Lindenbaum's Lemma in Propositional Logic

Question

I've recently learnt Lindenbaum's Lemma in propositional logic:

Suppose $\Gamma$ is a consistent set of $L$-formulas. Then there exists a consistent set $\Gamma'$ of $L$-formulas containing $\Gamma$, such that for every $L$-formula $Q$, either $\Gamma' \vdash Q$ or $\Gamma' \vdash \neg Q$.

I've the following questions:

1. In class we used this lemma and the assumption that the empty set is consistent to prove the Completeness Theorem for propositional logic. Is it considered to be completely trivial that the empty set is consistent? What would be a quick acceptable line of reasoning for this?
2. Could somebody exhibit an example of any (consistent) $\Gamma$, perhaps the empty set, together with an $L$-formula $P$ such that NEITHER $\Gamma \vdash P$ NOR $\Gamma \vdash \neg P$?

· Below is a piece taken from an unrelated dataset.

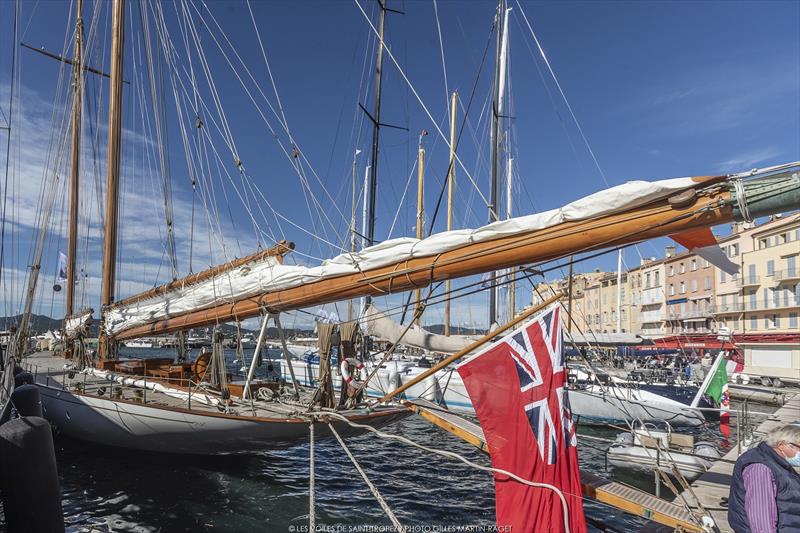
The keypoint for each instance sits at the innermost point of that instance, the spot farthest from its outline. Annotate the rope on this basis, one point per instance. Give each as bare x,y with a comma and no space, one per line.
454,456
312,519
395,522
741,199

Remark For 2, the Lindenbaum lemma would certainly guarantee some larger $\Gamma'$ from which there is a deduction of either $P$ or $\neg P$ for any $P$, but I'm curious for more context. What kind of set $\Gamma$ is such that neither $P$ nor $\neg P$ is deducible from it?)

Answer 1

1. A set of formulas $\Gamma$ is consistent if and only if there is no formula $\varphi$ such that both $\varphi \in \Gamma$ and $\neg \varphi \in \Gamma$. Since there are no formulas at all in $\emptyset$, this vacuously holds.
2. Consider two propositional variables $p$ and $q$. If $\Gamma = \{p\}$, then clearly $\Gamma$ is consistent. However, neither $\Gamma \vdash q$ nor $\Gamma \vdash \neg q$, simply because $p$ in itself does not give us enough information to say anything about $q$.